The attribute-based syntax for defining a fixed-size array type is a little peculiar: it's immediately obvious that ThreeFloats
is an array type. The merit of this approach is that it didn't require any new syntax, or any modifications to the metadata format. If a program running on a runtime that did not support this feature (e.g. .NET 6.0 or .NET Framework) loaded a component that defined a type like ThreeFloats
using the metadata-only loading mechanisms (which make it possible to inspect a component build for some runtime other than the one you're running on), they would recognize this as a struct with an attribute applied: something that it has always been possible to write. This is something the existing metadata mechanisms in .NET have always been able to represent, so this required only a change to the runtime, and not to any file formats. (You won't be able to use this type on older runtimes, but at least old tooling will not be broken by its presence.) Likewise, this didn't require any new syntax to be added to C#. The only change is that C# recognizes this as an array type, and lets you use array syntax with it, something older versions of the language would not permit here.
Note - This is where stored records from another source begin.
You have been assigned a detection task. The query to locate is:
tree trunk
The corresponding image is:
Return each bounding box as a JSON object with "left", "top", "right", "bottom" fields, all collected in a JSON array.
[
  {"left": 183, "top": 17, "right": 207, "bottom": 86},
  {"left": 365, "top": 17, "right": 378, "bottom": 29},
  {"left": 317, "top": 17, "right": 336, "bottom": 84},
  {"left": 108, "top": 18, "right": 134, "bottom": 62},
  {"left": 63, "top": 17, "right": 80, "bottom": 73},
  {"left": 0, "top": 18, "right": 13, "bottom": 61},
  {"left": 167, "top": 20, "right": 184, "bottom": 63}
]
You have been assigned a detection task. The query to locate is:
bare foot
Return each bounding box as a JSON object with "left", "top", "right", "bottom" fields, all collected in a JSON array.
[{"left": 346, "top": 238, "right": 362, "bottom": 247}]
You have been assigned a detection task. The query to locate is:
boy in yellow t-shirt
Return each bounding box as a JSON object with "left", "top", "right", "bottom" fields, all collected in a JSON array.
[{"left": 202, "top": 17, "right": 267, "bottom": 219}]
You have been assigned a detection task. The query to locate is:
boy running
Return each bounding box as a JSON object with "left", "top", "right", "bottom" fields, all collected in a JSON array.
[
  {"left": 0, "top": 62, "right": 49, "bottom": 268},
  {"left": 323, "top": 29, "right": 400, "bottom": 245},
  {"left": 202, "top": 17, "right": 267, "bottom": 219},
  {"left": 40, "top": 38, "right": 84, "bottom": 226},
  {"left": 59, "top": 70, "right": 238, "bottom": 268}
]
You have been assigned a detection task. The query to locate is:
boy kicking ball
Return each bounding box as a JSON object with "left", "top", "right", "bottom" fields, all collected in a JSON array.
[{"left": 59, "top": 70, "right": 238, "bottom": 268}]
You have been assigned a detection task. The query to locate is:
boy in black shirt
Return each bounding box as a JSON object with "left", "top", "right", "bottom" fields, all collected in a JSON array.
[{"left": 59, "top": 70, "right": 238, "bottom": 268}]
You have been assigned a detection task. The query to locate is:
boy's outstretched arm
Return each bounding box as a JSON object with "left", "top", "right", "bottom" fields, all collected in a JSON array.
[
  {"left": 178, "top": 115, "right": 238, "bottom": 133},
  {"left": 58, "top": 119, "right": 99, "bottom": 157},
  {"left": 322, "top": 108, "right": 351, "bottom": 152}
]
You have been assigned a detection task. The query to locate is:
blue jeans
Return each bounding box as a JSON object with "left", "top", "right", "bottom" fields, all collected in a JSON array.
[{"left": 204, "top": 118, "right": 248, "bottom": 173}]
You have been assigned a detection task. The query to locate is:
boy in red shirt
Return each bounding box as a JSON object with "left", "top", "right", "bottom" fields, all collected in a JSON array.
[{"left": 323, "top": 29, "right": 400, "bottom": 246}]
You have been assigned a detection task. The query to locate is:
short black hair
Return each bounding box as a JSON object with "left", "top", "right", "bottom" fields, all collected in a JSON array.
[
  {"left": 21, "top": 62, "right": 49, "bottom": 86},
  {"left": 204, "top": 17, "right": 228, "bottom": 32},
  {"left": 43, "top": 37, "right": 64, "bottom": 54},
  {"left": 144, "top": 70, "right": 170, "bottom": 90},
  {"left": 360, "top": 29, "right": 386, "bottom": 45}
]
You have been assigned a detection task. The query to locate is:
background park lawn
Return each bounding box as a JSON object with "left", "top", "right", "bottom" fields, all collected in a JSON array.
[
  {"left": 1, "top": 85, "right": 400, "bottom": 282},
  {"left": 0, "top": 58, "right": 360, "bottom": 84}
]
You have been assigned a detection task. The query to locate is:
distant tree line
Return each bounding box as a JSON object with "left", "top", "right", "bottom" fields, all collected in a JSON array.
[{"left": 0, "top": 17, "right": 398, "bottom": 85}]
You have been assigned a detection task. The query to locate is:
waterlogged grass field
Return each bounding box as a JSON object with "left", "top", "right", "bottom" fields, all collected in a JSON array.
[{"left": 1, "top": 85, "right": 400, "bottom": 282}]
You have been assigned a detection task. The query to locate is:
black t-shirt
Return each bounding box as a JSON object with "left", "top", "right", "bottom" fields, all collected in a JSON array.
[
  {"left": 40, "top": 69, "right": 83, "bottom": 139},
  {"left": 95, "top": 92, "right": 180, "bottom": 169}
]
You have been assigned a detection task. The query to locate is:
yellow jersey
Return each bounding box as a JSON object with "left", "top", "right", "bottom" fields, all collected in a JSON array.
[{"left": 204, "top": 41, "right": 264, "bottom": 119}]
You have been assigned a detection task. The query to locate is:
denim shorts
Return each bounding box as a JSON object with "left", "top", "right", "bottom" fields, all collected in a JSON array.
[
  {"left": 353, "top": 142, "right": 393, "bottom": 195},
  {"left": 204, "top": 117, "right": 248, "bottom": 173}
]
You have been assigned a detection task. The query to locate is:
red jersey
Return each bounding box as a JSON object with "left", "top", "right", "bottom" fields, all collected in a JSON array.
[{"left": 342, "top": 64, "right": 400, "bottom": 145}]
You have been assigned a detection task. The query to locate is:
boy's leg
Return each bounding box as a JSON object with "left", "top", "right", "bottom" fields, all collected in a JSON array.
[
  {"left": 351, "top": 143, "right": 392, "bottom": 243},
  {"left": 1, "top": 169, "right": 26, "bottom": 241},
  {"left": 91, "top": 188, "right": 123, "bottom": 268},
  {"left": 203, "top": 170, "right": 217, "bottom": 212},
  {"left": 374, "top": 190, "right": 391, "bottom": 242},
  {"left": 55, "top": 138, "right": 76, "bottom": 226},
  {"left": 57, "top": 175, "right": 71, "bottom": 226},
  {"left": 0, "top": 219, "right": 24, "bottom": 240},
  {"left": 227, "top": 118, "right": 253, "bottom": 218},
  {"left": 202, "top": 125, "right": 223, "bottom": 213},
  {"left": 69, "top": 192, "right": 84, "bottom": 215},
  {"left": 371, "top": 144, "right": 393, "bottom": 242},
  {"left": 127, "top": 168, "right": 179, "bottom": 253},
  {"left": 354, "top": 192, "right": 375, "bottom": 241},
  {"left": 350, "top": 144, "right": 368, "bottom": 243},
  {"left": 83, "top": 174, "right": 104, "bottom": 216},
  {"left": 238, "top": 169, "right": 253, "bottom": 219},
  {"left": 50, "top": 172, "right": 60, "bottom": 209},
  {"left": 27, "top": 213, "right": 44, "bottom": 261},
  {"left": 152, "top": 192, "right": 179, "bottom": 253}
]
The fact that this array has a fixed size means it no longer needs its own heap object: the values it contains can live as a field inside Vector3
just like any other value type. So our million-element array ends up using 12,000,024 bytes with this example, exactly the same as with three individual float
fields.
(A corollary of this is that inline arrays must always have a fixed size. The .NET runtime still only supports variable-length objects for string
and classic array objects.)
Interop
Some operating system APIs use data structures that include fixed-size inline arrays. (This has always been a straightforward thing to do in C and C++, and all widely used modern operating systems have APIs designed to be used from C.)
Historically, interoperating with APIs of this kind in .NET typically required us to declare a lot of fields to stand in for the fixed size array. But with this new feature, that is no longer necessary.
C-influenced APIs often use a trick where they appear to declare a fixed-sized array as the final field of some structure, but where this array may actually have a dynamically-determined size. C# 12.0's inline array feature does not make any attempt to model that style of API. Those continue to be somewhat awkward to work with in C#.
Summary
C# 12.0 enables us to define data types which support array syntax, but which work like normal value types, in that they don't need to have their own dedicated heap objects. We can use inline array types as local variables or fields, enabling more efficient memory usage than might be possible with ordinary arrays.